Saturday, June 13, 2009


“A busy man has a right to amusement, and nobody else has. A very earnest, intense, sober man has a right to wit and mirth. That is his privilege. But a man that twitters and laughs all the time is a fool. A man that is bent on the acquisition of fact, and of principle, and of knowledge, has a right to unbend, and to read sporting papers; and certainly funny papers are not to be disallowed. There is much in them that may do a man good, as a relaxation – as an alternative. But it is painful and sickening to see a young man who makes the Sunday morning journal his classics; who studies all the things he knows out of a fifth-class trashy newspaper; who knows something about the horses that run, something about gambling saloons, and a good deal about drinking saloons, and a good deal about scandal; who reads papers that minister to his morbid appetites, to his lower passions, to the meanest parts of his nature, feculent, dripping, reeking with things that are low and unmanly. Is it not shameful for a man to give his time to reading and glozing over such contemptible stuff? Ought not a man to be ashamed to let all the great and noble themes of true secular knowledge go past him unheeded and unexplored, and spend his leisure in these miserable communings of miserable men with the most miserable parts of themselves.”

Please forgive me for the Twitter reference, I know nothing about it and I didn't mean to meddle, but the application is easy.
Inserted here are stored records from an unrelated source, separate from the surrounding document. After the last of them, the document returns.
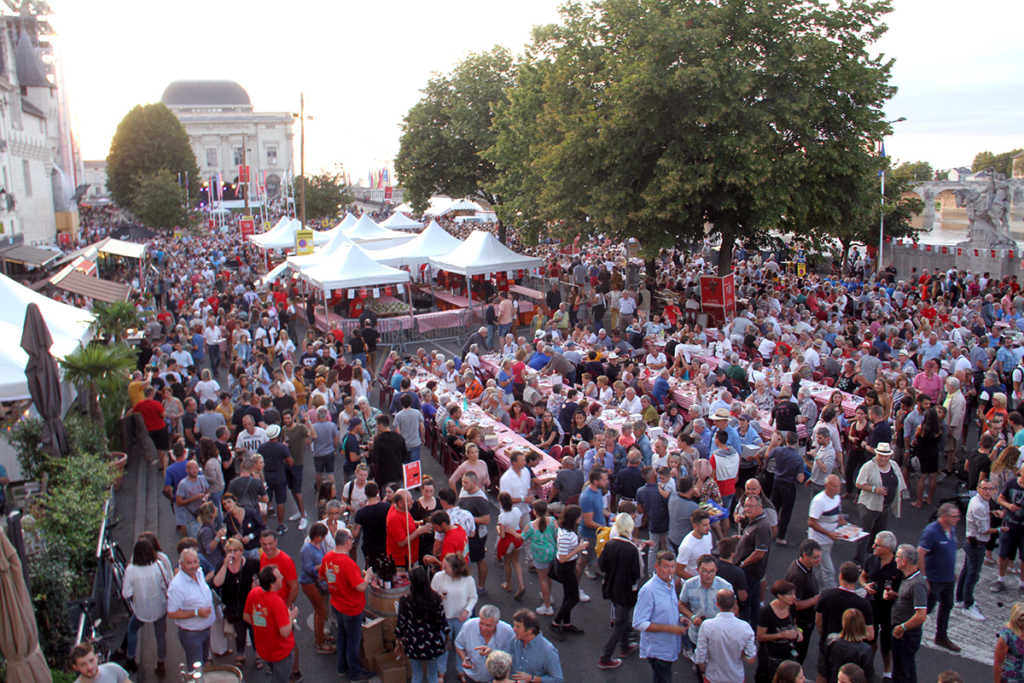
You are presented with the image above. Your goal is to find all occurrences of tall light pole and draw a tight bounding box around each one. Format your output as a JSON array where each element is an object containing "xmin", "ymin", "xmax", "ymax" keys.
[{"xmin": 878, "ymin": 116, "xmax": 907, "ymax": 273}]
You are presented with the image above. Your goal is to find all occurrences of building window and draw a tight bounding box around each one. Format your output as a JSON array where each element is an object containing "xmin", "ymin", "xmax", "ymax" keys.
[
  {"xmin": 267, "ymin": 146, "xmax": 278, "ymax": 167},
  {"xmin": 205, "ymin": 148, "xmax": 218, "ymax": 168},
  {"xmin": 22, "ymin": 160, "xmax": 31, "ymax": 197},
  {"xmin": 233, "ymin": 147, "xmax": 244, "ymax": 166}
]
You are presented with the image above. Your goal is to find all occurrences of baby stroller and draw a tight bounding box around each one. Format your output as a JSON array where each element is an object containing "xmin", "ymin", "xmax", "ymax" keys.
[{"xmin": 929, "ymin": 480, "xmax": 974, "ymax": 523}]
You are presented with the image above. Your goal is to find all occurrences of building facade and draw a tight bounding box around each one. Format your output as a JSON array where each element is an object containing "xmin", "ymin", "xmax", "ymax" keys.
[
  {"xmin": 0, "ymin": 18, "xmax": 71, "ymax": 246},
  {"xmin": 161, "ymin": 80, "xmax": 294, "ymax": 202},
  {"xmin": 82, "ymin": 159, "xmax": 109, "ymax": 202}
]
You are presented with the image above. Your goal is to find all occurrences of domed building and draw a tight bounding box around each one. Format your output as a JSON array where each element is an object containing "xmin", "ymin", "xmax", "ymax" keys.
[{"xmin": 161, "ymin": 80, "xmax": 293, "ymax": 201}]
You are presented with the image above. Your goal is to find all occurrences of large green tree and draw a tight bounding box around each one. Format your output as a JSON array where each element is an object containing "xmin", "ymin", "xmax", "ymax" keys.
[
  {"xmin": 291, "ymin": 167, "xmax": 355, "ymax": 224},
  {"xmin": 133, "ymin": 169, "xmax": 190, "ymax": 232},
  {"xmin": 892, "ymin": 160, "xmax": 933, "ymax": 182},
  {"xmin": 972, "ymin": 148, "xmax": 1022, "ymax": 177},
  {"xmin": 106, "ymin": 103, "xmax": 200, "ymax": 213},
  {"xmin": 395, "ymin": 46, "xmax": 514, "ymax": 240},
  {"xmin": 488, "ymin": 0, "xmax": 896, "ymax": 273}
]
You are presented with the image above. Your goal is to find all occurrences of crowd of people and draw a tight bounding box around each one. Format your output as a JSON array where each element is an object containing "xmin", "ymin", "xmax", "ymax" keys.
[{"xmin": 59, "ymin": 206, "xmax": 1024, "ymax": 683}]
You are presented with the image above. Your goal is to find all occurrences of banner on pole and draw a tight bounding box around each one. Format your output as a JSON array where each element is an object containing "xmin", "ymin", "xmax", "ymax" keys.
[
  {"xmin": 404, "ymin": 461, "xmax": 422, "ymax": 490},
  {"xmin": 240, "ymin": 216, "xmax": 255, "ymax": 238},
  {"xmin": 238, "ymin": 165, "xmax": 250, "ymax": 183}
]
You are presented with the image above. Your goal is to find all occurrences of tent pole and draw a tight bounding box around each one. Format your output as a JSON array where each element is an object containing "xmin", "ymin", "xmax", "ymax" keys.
[{"xmin": 404, "ymin": 275, "xmax": 414, "ymax": 352}]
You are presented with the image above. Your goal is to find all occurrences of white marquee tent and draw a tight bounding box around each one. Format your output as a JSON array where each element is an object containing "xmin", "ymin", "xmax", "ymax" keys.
[
  {"xmin": 343, "ymin": 214, "xmax": 414, "ymax": 248},
  {"xmin": 428, "ymin": 230, "xmax": 543, "ymax": 277},
  {"xmin": 287, "ymin": 223, "xmax": 356, "ymax": 271},
  {"xmin": 321, "ymin": 212, "xmax": 359, "ymax": 238},
  {"xmin": 372, "ymin": 220, "xmax": 462, "ymax": 268},
  {"xmin": 299, "ymin": 242, "xmax": 411, "ymax": 293},
  {"xmin": 248, "ymin": 219, "xmax": 332, "ymax": 250},
  {"xmin": 380, "ymin": 212, "xmax": 424, "ymax": 231}
]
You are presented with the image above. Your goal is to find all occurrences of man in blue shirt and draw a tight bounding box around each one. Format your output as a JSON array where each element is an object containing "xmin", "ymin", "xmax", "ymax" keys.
[
  {"xmin": 651, "ymin": 368, "xmax": 672, "ymax": 409},
  {"xmin": 527, "ymin": 345, "xmax": 552, "ymax": 371},
  {"xmin": 579, "ymin": 469, "xmax": 608, "ymax": 584},
  {"xmin": 918, "ymin": 502, "xmax": 962, "ymax": 652},
  {"xmin": 633, "ymin": 550, "xmax": 690, "ymax": 683},
  {"xmin": 633, "ymin": 420, "xmax": 654, "ymax": 468},
  {"xmin": 510, "ymin": 609, "xmax": 563, "ymax": 683},
  {"xmin": 636, "ymin": 466, "xmax": 670, "ymax": 574}
]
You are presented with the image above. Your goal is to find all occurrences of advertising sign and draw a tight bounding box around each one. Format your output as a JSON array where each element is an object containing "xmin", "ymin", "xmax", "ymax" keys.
[
  {"xmin": 295, "ymin": 229, "xmax": 315, "ymax": 255},
  {"xmin": 238, "ymin": 165, "xmax": 250, "ymax": 183},
  {"xmin": 699, "ymin": 273, "xmax": 736, "ymax": 313},
  {"xmin": 239, "ymin": 216, "xmax": 255, "ymax": 238}
]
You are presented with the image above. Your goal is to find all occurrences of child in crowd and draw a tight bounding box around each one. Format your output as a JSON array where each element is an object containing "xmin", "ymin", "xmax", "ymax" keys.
[{"xmin": 496, "ymin": 492, "xmax": 526, "ymax": 599}]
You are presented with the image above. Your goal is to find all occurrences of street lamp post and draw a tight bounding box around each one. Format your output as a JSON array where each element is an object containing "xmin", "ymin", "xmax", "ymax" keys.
[{"xmin": 878, "ymin": 116, "xmax": 907, "ymax": 273}]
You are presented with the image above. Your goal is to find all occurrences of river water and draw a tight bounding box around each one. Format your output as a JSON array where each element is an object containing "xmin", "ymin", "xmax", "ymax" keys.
[{"xmin": 911, "ymin": 208, "xmax": 1024, "ymax": 246}]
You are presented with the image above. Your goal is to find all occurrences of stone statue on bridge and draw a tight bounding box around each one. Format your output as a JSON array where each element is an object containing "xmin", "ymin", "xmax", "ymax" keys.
[{"xmin": 955, "ymin": 167, "xmax": 1016, "ymax": 248}]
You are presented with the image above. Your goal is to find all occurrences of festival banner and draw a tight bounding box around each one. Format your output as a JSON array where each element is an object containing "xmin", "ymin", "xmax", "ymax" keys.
[{"xmin": 404, "ymin": 461, "xmax": 422, "ymax": 490}]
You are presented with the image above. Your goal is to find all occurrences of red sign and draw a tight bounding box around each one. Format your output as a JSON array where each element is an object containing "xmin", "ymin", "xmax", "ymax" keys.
[
  {"xmin": 58, "ymin": 232, "xmax": 71, "ymax": 247},
  {"xmin": 238, "ymin": 165, "xmax": 250, "ymax": 183},
  {"xmin": 208, "ymin": 219, "xmax": 216, "ymax": 230},
  {"xmin": 384, "ymin": 186, "xmax": 393, "ymax": 201},
  {"xmin": 239, "ymin": 216, "xmax": 255, "ymax": 238},
  {"xmin": 699, "ymin": 274, "xmax": 736, "ymax": 313},
  {"xmin": 404, "ymin": 461, "xmax": 422, "ymax": 490}
]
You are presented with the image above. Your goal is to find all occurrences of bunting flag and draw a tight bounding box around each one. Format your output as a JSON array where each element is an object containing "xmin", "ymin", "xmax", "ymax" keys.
[
  {"xmin": 368, "ymin": 170, "xmax": 373, "ymax": 187},
  {"xmin": 878, "ymin": 140, "xmax": 885, "ymax": 176}
]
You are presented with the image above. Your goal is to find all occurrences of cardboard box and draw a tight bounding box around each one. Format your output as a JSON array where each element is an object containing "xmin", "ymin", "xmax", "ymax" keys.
[
  {"xmin": 361, "ymin": 618, "xmax": 385, "ymax": 673},
  {"xmin": 374, "ymin": 651, "xmax": 408, "ymax": 683}
]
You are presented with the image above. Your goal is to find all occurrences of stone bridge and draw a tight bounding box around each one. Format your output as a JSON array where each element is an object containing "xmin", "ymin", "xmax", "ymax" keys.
[{"xmin": 908, "ymin": 179, "xmax": 1024, "ymax": 220}]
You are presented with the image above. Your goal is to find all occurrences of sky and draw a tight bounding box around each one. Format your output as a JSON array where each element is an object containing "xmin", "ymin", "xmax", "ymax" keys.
[{"xmin": 49, "ymin": 0, "xmax": 1023, "ymax": 181}]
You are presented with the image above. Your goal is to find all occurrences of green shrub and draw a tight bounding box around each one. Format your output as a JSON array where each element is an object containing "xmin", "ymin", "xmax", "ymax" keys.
[
  {"xmin": 4, "ymin": 417, "xmax": 49, "ymax": 482},
  {"xmin": 65, "ymin": 411, "xmax": 109, "ymax": 458},
  {"xmin": 29, "ymin": 538, "xmax": 85, "ymax": 669}
]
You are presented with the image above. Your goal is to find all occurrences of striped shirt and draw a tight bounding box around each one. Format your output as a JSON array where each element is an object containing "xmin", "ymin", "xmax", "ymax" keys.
[{"xmin": 557, "ymin": 528, "xmax": 579, "ymax": 560}]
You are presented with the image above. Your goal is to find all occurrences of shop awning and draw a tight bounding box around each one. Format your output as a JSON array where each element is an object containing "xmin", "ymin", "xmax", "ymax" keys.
[
  {"xmin": 49, "ymin": 269, "xmax": 132, "ymax": 302},
  {"xmin": 0, "ymin": 244, "xmax": 60, "ymax": 268}
]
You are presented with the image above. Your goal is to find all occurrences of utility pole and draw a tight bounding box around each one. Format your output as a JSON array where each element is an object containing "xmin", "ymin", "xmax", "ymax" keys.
[
  {"xmin": 299, "ymin": 92, "xmax": 306, "ymax": 227},
  {"xmin": 242, "ymin": 132, "xmax": 249, "ymax": 215}
]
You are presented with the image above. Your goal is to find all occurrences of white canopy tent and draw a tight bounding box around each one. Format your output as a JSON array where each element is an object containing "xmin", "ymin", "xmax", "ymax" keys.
[
  {"xmin": 379, "ymin": 212, "xmax": 424, "ymax": 231},
  {"xmin": 441, "ymin": 198, "xmax": 485, "ymax": 215},
  {"xmin": 0, "ymin": 320, "xmax": 84, "ymax": 401},
  {"xmin": 428, "ymin": 230, "xmax": 543, "ymax": 277},
  {"xmin": 247, "ymin": 216, "xmax": 291, "ymax": 246},
  {"xmin": 372, "ymin": 220, "xmax": 463, "ymax": 268},
  {"xmin": 299, "ymin": 242, "xmax": 411, "ymax": 293},
  {"xmin": 248, "ymin": 219, "xmax": 332, "ymax": 250},
  {"xmin": 343, "ymin": 214, "xmax": 414, "ymax": 248},
  {"xmin": 54, "ymin": 237, "xmax": 147, "ymax": 266},
  {"xmin": 286, "ymin": 224, "xmax": 356, "ymax": 271},
  {"xmin": 321, "ymin": 212, "xmax": 359, "ymax": 239}
]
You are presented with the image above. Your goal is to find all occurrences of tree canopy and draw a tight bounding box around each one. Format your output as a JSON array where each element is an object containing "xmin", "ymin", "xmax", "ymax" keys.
[
  {"xmin": 892, "ymin": 160, "xmax": 933, "ymax": 182},
  {"xmin": 972, "ymin": 148, "xmax": 1022, "ymax": 177},
  {"xmin": 106, "ymin": 103, "xmax": 200, "ymax": 214},
  {"xmin": 133, "ymin": 169, "xmax": 192, "ymax": 232},
  {"xmin": 292, "ymin": 167, "xmax": 355, "ymax": 224},
  {"xmin": 395, "ymin": 46, "xmax": 514, "ymax": 239},
  {"xmin": 485, "ymin": 0, "xmax": 897, "ymax": 273}
]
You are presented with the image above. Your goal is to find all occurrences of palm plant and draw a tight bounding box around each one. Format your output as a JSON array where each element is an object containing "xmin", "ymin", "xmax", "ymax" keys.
[
  {"xmin": 58, "ymin": 343, "xmax": 137, "ymax": 424},
  {"xmin": 92, "ymin": 300, "xmax": 141, "ymax": 344}
]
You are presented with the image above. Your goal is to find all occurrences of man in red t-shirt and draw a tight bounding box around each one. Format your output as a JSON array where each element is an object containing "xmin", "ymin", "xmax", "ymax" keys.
[
  {"xmin": 133, "ymin": 386, "xmax": 169, "ymax": 469},
  {"xmin": 320, "ymin": 529, "xmax": 374, "ymax": 679},
  {"xmin": 244, "ymin": 566, "xmax": 297, "ymax": 681},
  {"xmin": 423, "ymin": 510, "xmax": 468, "ymax": 567},
  {"xmin": 258, "ymin": 530, "xmax": 301, "ymax": 678},
  {"xmin": 386, "ymin": 489, "xmax": 432, "ymax": 568}
]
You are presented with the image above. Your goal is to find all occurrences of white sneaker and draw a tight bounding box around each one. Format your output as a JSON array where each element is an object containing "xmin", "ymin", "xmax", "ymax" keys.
[
  {"xmin": 578, "ymin": 589, "xmax": 591, "ymax": 602},
  {"xmin": 536, "ymin": 605, "xmax": 554, "ymax": 616},
  {"xmin": 901, "ymin": 489, "xmax": 910, "ymax": 500},
  {"xmin": 954, "ymin": 601, "xmax": 965, "ymax": 609},
  {"xmin": 298, "ymin": 517, "xmax": 309, "ymax": 531},
  {"xmin": 289, "ymin": 511, "xmax": 302, "ymax": 521},
  {"xmin": 965, "ymin": 605, "xmax": 986, "ymax": 621}
]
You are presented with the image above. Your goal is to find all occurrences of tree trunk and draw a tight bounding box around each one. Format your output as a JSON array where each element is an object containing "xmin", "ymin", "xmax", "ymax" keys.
[
  {"xmin": 717, "ymin": 229, "xmax": 736, "ymax": 276},
  {"xmin": 644, "ymin": 257, "xmax": 657, "ymax": 280},
  {"xmin": 497, "ymin": 217, "xmax": 506, "ymax": 245},
  {"xmin": 840, "ymin": 239, "xmax": 851, "ymax": 275}
]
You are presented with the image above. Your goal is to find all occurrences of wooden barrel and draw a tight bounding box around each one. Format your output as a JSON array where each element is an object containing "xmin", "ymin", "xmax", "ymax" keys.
[{"xmin": 364, "ymin": 582, "xmax": 411, "ymax": 647}]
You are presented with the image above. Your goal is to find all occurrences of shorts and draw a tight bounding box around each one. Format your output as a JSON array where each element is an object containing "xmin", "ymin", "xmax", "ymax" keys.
[
  {"xmin": 1000, "ymin": 525, "xmax": 1024, "ymax": 560},
  {"xmin": 496, "ymin": 534, "xmax": 523, "ymax": 560},
  {"xmin": 149, "ymin": 427, "xmax": 170, "ymax": 451},
  {"xmin": 468, "ymin": 535, "xmax": 487, "ymax": 563},
  {"xmin": 286, "ymin": 465, "xmax": 303, "ymax": 493},
  {"xmin": 265, "ymin": 478, "xmax": 288, "ymax": 505},
  {"xmin": 314, "ymin": 454, "xmax": 335, "ymax": 474},
  {"xmin": 533, "ymin": 560, "xmax": 552, "ymax": 571}
]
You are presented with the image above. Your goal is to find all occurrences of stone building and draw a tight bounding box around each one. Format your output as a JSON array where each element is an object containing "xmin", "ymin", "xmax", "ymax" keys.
[
  {"xmin": 0, "ymin": 20, "xmax": 71, "ymax": 245},
  {"xmin": 160, "ymin": 80, "xmax": 294, "ymax": 202}
]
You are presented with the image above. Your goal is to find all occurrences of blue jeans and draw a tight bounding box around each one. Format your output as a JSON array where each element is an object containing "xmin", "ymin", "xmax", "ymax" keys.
[
  {"xmin": 334, "ymin": 607, "xmax": 369, "ymax": 678},
  {"xmin": 177, "ymin": 627, "xmax": 210, "ymax": 669},
  {"xmin": 127, "ymin": 614, "xmax": 166, "ymax": 661},
  {"xmin": 208, "ymin": 344, "xmax": 221, "ymax": 377},
  {"xmin": 745, "ymin": 571, "xmax": 762, "ymax": 628},
  {"xmin": 926, "ymin": 579, "xmax": 954, "ymax": 640},
  {"xmin": 352, "ymin": 352, "xmax": 367, "ymax": 368},
  {"xmin": 956, "ymin": 542, "xmax": 986, "ymax": 608},
  {"xmin": 437, "ymin": 617, "xmax": 464, "ymax": 677},
  {"xmin": 411, "ymin": 658, "xmax": 439, "ymax": 683},
  {"xmin": 407, "ymin": 445, "xmax": 421, "ymax": 463},
  {"xmin": 267, "ymin": 651, "xmax": 294, "ymax": 683},
  {"xmin": 486, "ymin": 324, "xmax": 496, "ymax": 351},
  {"xmin": 892, "ymin": 626, "xmax": 921, "ymax": 683},
  {"xmin": 647, "ymin": 657, "xmax": 673, "ymax": 683}
]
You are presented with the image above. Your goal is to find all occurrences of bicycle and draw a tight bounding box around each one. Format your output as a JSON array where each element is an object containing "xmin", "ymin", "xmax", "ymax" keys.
[{"xmin": 68, "ymin": 597, "xmax": 121, "ymax": 664}]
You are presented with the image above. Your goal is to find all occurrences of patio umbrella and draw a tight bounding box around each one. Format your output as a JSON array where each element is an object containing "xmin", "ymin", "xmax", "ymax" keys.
[
  {"xmin": 0, "ymin": 525, "xmax": 52, "ymax": 683},
  {"xmin": 20, "ymin": 303, "xmax": 70, "ymax": 458},
  {"xmin": 111, "ymin": 224, "xmax": 157, "ymax": 241}
]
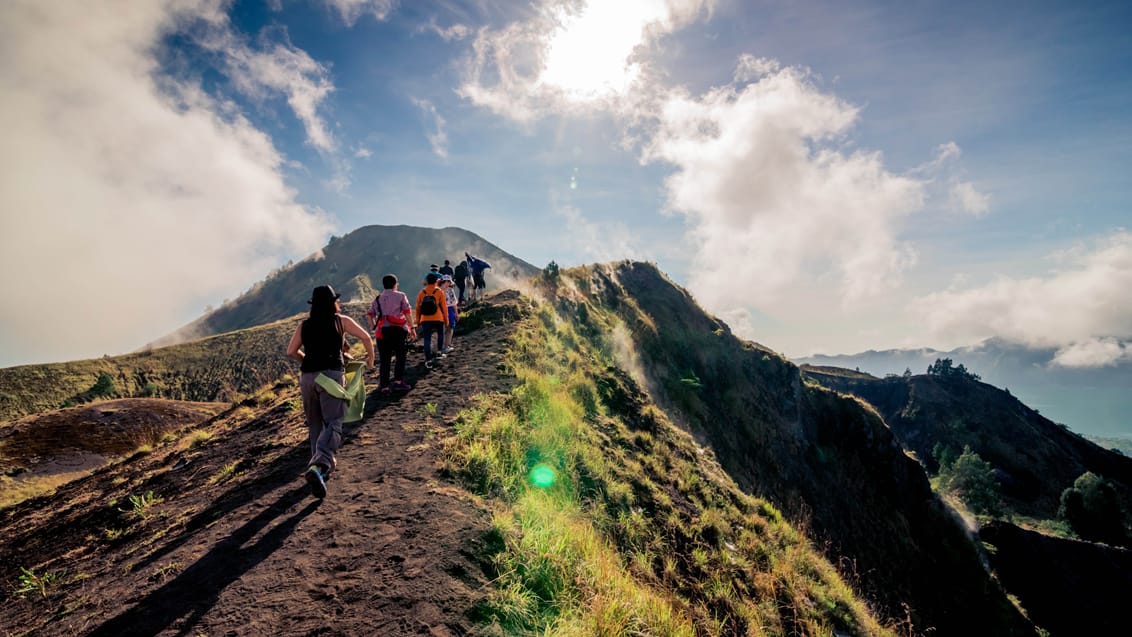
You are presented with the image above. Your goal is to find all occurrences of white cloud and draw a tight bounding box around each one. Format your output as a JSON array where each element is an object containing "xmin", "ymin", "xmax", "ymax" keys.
[
  {"xmin": 418, "ymin": 17, "xmax": 470, "ymax": 41},
  {"xmin": 325, "ymin": 0, "xmax": 397, "ymax": 27},
  {"xmin": 950, "ymin": 181, "xmax": 990, "ymax": 216},
  {"xmin": 190, "ymin": 21, "xmax": 338, "ymax": 153},
  {"xmin": 0, "ymin": 0, "xmax": 331, "ymax": 366},
  {"xmin": 1052, "ymin": 338, "xmax": 1131, "ymax": 368},
  {"xmin": 458, "ymin": 0, "xmax": 714, "ymax": 122},
  {"xmin": 733, "ymin": 54, "xmax": 780, "ymax": 83},
  {"xmin": 643, "ymin": 62, "xmax": 924, "ymax": 314},
  {"xmin": 918, "ymin": 230, "xmax": 1132, "ymax": 359},
  {"xmin": 412, "ymin": 98, "xmax": 450, "ymax": 159},
  {"xmin": 913, "ymin": 142, "xmax": 990, "ymax": 216},
  {"xmin": 354, "ymin": 146, "xmax": 373, "ymax": 158}
]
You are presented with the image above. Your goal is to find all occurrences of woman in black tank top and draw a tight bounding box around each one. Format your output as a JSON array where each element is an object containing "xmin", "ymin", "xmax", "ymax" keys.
[{"xmin": 286, "ymin": 285, "xmax": 374, "ymax": 498}]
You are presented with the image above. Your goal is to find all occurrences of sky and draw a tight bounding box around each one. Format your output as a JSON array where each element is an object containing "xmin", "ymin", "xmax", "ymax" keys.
[{"xmin": 1, "ymin": 0, "xmax": 1130, "ymax": 369}]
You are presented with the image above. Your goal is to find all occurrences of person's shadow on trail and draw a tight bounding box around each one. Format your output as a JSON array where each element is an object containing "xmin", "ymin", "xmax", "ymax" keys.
[{"xmin": 87, "ymin": 488, "xmax": 319, "ymax": 637}]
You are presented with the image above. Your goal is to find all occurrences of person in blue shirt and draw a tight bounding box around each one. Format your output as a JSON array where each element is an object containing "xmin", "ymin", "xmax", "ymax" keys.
[{"xmin": 465, "ymin": 252, "xmax": 491, "ymax": 303}]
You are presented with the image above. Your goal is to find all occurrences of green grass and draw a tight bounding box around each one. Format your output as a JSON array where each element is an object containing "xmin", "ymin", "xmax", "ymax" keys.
[
  {"xmin": 125, "ymin": 490, "xmax": 163, "ymax": 520},
  {"xmin": 13, "ymin": 566, "xmax": 66, "ymax": 599},
  {"xmin": 444, "ymin": 301, "xmax": 892, "ymax": 636}
]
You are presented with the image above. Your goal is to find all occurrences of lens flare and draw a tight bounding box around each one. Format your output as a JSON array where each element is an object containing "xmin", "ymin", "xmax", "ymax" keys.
[{"xmin": 529, "ymin": 463, "xmax": 557, "ymax": 489}]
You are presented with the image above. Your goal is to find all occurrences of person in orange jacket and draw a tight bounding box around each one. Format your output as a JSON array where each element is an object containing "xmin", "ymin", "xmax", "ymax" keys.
[{"xmin": 415, "ymin": 272, "xmax": 449, "ymax": 369}]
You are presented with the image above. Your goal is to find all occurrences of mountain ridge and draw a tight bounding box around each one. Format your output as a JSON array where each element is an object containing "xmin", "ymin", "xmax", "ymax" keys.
[
  {"xmin": 3, "ymin": 249, "xmax": 1123, "ymax": 635},
  {"xmin": 797, "ymin": 339, "xmax": 1132, "ymax": 439},
  {"xmin": 1, "ymin": 291, "xmax": 903, "ymax": 636},
  {"xmin": 159, "ymin": 225, "xmax": 540, "ymax": 347}
]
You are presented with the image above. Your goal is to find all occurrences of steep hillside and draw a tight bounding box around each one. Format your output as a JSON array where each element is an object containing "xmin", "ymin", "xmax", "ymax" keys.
[
  {"xmin": 1, "ymin": 291, "xmax": 896, "ymax": 636},
  {"xmin": 544, "ymin": 262, "xmax": 1035, "ymax": 636},
  {"xmin": 801, "ymin": 367, "xmax": 1132, "ymax": 521},
  {"xmin": 979, "ymin": 520, "xmax": 1132, "ymax": 637},
  {"xmin": 167, "ymin": 225, "xmax": 540, "ymax": 341}
]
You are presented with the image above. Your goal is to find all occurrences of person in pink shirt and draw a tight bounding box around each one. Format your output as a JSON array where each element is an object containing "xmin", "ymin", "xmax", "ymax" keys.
[{"xmin": 366, "ymin": 274, "xmax": 416, "ymax": 393}]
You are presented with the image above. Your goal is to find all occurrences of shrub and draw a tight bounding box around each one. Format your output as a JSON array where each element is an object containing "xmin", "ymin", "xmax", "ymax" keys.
[
  {"xmin": 1059, "ymin": 472, "xmax": 1128, "ymax": 546},
  {"xmin": 90, "ymin": 373, "xmax": 117, "ymax": 398},
  {"xmin": 926, "ymin": 358, "xmax": 981, "ymax": 381},
  {"xmin": 939, "ymin": 446, "xmax": 1002, "ymax": 515},
  {"xmin": 542, "ymin": 260, "xmax": 560, "ymax": 281}
]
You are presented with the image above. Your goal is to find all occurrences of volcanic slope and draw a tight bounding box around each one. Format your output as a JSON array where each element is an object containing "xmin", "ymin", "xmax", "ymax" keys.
[
  {"xmin": 0, "ymin": 290, "xmax": 903, "ymax": 637},
  {"xmin": 545, "ymin": 261, "xmax": 1037, "ymax": 636},
  {"xmin": 0, "ymin": 297, "xmax": 521, "ymax": 637},
  {"xmin": 166, "ymin": 224, "xmax": 541, "ymax": 343}
]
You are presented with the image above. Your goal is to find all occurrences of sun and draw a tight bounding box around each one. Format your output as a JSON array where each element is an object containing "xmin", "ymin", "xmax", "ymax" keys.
[{"xmin": 539, "ymin": 0, "xmax": 668, "ymax": 101}]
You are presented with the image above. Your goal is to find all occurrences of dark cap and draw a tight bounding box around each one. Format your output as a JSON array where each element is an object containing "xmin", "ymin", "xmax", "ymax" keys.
[{"xmin": 308, "ymin": 285, "xmax": 341, "ymax": 305}]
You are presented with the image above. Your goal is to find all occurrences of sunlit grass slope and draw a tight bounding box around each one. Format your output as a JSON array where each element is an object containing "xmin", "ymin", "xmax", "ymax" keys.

H.W.Beecher - picture from Internet




2 comments:

Mel said...

He's full of good, practical advice, isn't he? My goodness, you've been busy! I got online and saw that you had uploaded like 6 or 7 posts and I was rubbing my hands together in anticipation, going "Oh, Goody! Feast time!" :)

FCB said...

Yes, he is very practical, but he also is very theological as well, I posted a little bit of his theo above.